One of the most simultaneously eye-opening and trying experiences of my short lifetime was the year I lived in the same room as someone at the complete opposite political spectrum as myself. In the words of my formidable roommate, this was the year I learned to “disagree without being disagreeable”. Sometimes we completely failed at keeping things civil; thus, ensuing a 24 hour awkward silence, broken only by our third roommate bringing up how much that day’s ice cream selection had sucked. Neither of us could resist the opportunity to hate on Sodexo, so, BOOM, just like that – we were back on speaking terms again. But, I digress…
I don’t think I would be the same person I am today had I not had to critically defend my political beliefs. By the end of my sophomore year I felt I could disagree with anyone, and, not only carry on a pleasant conversation with them, but - hell - I could respect them too. In a political climate such as this one, I hope my few tips will help Wellesley Alums engage with non-like-minded people on tough issues. The past 2 years of Congress coming to a stalemate on so many important issues is the perfect example of what happens when Americans stop working towards progress through collaboration and compromise. Whomp whomp.
I think it is also important that these tips be kept in mind for those of us Wellesley Alums who decide to debate a whole slew of issues on web-based forums. Yup, you guessed what I am referring to: Community for Wellesley Alums in Withdrawal. Anyone who knew me during my 4 years at Wellesley can tell you that I was not one to stay silent in a good (read: heated) debate about race, sexuality, class, or privilege on Community. But, by my senior year, I had experienced enough of these “debates” (read: flame wars) to know that not everyone posting had gotten the full spiel on “netiquette”. So these tips are also intended for all of you out there that might have fallen asleep during, or knowingly skipped, the part of first-year orientation where we were handed that little green (I think it was green) guidebook.
So, without further ado, here is my list.
1. Don’t raise your voice. As a Latina, this was a hard one for me. But I kid you not, this has been the best tip I repeat in my head when I find myself starting to see red during an argument. Anyone you are trying to meaningfully engage will tune out the minute your voice becomes louder than theirs.
a. I understand that this particular tip can be seen as me trying to appease people who did not grow up in POC environments. Some POCs don’t understand why they must censor or alter their styles of communication to appease the white-western standards of “respectable debate”. Let’s be real honest, though: Ain’t nobody from the opposite side of the aisle respecting Bill O’Reilly or Jon Stewart when they start yelling. So don’t get it twisted. Yelling, while it expresses your passion behind an issue, will never give you the upper hand while you are disagreeing with someone.
2. Don’t dehumanize the person you are arguing with. Put the shoe on the other foot. Wouldn’t like it so much if they did that to you, now would you?
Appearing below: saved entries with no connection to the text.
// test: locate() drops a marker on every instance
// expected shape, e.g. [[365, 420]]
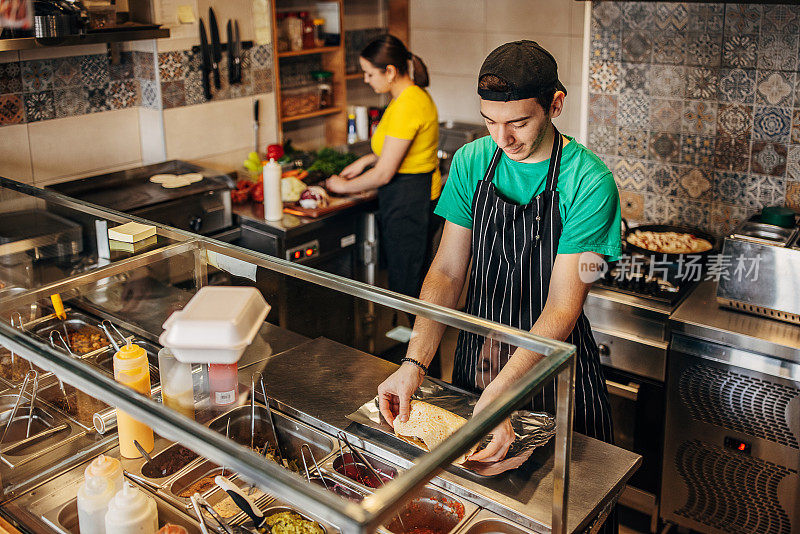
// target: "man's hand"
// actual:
[[394, 393], [502, 436]]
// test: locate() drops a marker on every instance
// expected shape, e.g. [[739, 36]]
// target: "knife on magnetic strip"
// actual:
[[206, 54], [216, 46]]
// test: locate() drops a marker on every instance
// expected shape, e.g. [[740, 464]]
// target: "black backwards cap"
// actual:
[[525, 67]]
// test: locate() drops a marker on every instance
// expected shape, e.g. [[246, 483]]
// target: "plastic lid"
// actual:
[[217, 317], [103, 466], [128, 500]]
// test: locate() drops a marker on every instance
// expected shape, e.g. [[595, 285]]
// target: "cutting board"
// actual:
[[335, 204]]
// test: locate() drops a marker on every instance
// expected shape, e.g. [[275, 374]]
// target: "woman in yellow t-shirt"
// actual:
[[404, 164]]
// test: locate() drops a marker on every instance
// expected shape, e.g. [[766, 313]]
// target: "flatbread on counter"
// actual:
[[161, 178], [428, 426]]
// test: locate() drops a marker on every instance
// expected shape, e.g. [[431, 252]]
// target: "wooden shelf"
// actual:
[[318, 113], [308, 51]]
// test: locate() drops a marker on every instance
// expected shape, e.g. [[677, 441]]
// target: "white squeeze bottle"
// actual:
[[108, 468], [131, 512], [273, 205], [93, 497]]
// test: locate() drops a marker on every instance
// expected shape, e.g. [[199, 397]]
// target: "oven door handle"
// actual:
[[629, 391]]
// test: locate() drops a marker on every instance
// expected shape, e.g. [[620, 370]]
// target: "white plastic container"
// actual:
[[131, 512], [93, 498], [106, 467], [216, 326]]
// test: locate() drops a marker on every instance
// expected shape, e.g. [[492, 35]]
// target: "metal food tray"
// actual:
[[486, 522], [49, 430]]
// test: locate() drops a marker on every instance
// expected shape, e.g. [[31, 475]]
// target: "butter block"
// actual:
[[131, 232]]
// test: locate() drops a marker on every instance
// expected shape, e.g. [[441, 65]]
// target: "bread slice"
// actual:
[[428, 426]]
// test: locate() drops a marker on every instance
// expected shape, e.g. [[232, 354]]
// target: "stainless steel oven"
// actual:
[[732, 443]]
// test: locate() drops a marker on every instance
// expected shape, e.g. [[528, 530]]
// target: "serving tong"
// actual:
[[28, 375]]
3. Don’t delegitimize the experiences they might be citing from their own life. There were many times when I wanted to roll my eyes when I argued with my roommate, but I had to take a step back and understand that this was her reality before stepping foot on Wellesley’s campus. If I wanted to get through to her at all, it was my job to thoughtfully explain why her perception might be skewed by things like race and class privilege. It doesn’t matter if you think the other person is bat-shit crazy. No one responds well to being told their experiences aren’t valid. A different experience is not a lesser one, it is just different.
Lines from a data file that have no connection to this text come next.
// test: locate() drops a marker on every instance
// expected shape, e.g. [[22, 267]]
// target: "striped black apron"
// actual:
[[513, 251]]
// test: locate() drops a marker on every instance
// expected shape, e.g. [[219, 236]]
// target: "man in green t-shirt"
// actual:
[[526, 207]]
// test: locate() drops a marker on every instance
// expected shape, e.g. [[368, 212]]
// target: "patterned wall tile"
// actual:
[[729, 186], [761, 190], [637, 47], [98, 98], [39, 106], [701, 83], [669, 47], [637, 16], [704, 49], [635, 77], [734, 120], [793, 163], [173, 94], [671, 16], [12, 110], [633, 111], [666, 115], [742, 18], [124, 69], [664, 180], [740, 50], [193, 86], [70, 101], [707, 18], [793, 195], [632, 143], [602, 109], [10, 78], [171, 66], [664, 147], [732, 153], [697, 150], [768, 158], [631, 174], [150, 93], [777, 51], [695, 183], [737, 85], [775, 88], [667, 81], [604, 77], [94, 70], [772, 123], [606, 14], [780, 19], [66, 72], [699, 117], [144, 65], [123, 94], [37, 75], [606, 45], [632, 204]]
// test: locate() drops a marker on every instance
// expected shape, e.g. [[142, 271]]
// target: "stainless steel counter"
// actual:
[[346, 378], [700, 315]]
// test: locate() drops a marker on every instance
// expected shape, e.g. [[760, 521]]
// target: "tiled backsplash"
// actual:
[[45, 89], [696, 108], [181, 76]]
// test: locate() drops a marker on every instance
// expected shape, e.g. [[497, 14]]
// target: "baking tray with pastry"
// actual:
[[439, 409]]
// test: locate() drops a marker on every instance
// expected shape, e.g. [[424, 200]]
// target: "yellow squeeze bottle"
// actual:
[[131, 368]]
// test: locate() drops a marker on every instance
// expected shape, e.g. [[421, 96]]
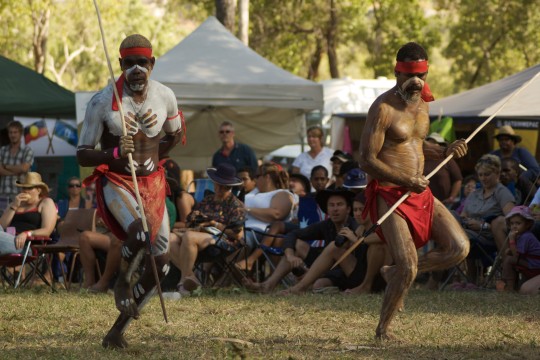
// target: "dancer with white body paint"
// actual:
[[149, 107]]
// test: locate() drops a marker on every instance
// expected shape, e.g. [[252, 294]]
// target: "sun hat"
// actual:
[[323, 196], [341, 156], [304, 180], [355, 179], [33, 179], [507, 130], [224, 174], [521, 210], [437, 137]]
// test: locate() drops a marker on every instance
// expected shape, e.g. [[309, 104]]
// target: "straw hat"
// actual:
[[33, 179], [506, 130]]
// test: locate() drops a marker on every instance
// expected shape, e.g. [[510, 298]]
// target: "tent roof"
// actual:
[[212, 67], [485, 100], [24, 92]]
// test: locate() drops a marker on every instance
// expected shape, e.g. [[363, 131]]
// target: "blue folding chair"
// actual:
[[202, 188]]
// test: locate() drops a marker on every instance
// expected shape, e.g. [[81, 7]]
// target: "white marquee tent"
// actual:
[[216, 77]]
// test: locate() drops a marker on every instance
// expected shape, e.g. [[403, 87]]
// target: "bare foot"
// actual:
[[255, 287], [123, 297], [114, 340], [359, 290], [243, 265], [384, 335]]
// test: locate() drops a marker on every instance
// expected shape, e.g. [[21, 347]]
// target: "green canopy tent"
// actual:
[[23, 92]]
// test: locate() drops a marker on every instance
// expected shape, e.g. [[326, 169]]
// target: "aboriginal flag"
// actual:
[[66, 132], [34, 131]]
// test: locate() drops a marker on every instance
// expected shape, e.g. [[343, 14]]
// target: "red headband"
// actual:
[[416, 67], [136, 51], [412, 67]]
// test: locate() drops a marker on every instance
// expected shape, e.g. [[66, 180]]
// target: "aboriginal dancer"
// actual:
[[149, 107], [393, 149]]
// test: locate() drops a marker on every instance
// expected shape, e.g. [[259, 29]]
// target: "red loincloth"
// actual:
[[417, 209], [153, 189]]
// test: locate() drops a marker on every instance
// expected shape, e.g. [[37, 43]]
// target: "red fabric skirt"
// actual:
[[153, 189], [417, 209]]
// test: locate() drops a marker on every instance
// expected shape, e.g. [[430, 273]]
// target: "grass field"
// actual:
[[37, 324]]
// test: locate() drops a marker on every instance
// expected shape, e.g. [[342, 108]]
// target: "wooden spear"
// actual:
[[132, 168]]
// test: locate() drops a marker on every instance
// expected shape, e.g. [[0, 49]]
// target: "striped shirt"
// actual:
[[23, 155]]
4. Never never never never never become condescending during any point in the argument. Just don’t do it. It will only end in tears.
5. Never never never never never use profanity. Save the more colorful words of the English language for face-to-face arguments with your good friends. The Wellesley alum who graduated before you even stepped foot on campus is going to read your post on Community for Facebook, and she doesn’t know you like that. How you are trying to get your point across is just as important as the point. You take away the power of your own words when you decide to throw in F-bombs. As with my first tip about volume, peeps are going to tune out. Especially on internet based forums!
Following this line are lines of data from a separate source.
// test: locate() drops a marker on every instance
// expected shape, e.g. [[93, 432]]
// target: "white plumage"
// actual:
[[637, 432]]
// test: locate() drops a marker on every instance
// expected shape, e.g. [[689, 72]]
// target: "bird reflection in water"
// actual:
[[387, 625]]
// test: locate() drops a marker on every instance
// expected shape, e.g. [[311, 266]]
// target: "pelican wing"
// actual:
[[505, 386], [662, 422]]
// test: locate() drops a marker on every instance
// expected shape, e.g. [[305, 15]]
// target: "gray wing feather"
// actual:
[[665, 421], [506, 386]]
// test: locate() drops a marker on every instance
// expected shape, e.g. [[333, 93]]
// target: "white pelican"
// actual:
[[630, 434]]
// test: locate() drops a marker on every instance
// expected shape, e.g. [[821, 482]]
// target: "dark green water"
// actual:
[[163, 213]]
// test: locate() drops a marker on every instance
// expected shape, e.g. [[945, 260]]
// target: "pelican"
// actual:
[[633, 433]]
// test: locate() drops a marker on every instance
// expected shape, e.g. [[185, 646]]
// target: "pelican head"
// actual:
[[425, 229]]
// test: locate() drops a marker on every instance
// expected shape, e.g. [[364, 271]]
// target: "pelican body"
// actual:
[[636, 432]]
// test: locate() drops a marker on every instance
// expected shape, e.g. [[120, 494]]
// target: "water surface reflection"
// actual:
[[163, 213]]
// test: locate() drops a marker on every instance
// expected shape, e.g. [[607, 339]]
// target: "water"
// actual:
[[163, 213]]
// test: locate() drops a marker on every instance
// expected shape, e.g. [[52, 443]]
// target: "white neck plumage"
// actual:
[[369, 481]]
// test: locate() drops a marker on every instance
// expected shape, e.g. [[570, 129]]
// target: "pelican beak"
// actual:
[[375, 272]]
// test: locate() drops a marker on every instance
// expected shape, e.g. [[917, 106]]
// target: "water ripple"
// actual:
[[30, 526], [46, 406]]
6. Don’t make personal attacks. Once it gets personal, it’s over. You cannot engage in any sort of productive debate or discussion when you personally attack them. This includes calling someone racist, misogynist, privileged, etc. Labeling someone in the middle of the conversation gets you nowhere. You can, however, highlight when a comment made by an individual is racist, misogynist, privileged etc. A great video on how to approach these kinds of encounters was put out by an amazing individual named Jay Smooth. Click here to be enlightened.
7. Always try to end your disagreement with a laugh. If not a laugh, then make an effort to connect with the other person on some small level. People are more at ease and willing to reengage in arguments with someone they can at least share a smile with. The human experience is pretty comical whether you’re liberal or conservative.
While these have helped shape the way I approach conflict and debate in my personal and professional life, I completely understand that they might not work for everyone. But, as someone who thinks small bits of advice can go a long way, I hope you can take away the bits that work for you. At the end of the day, it is up to you to pick your battles wisely in the first place.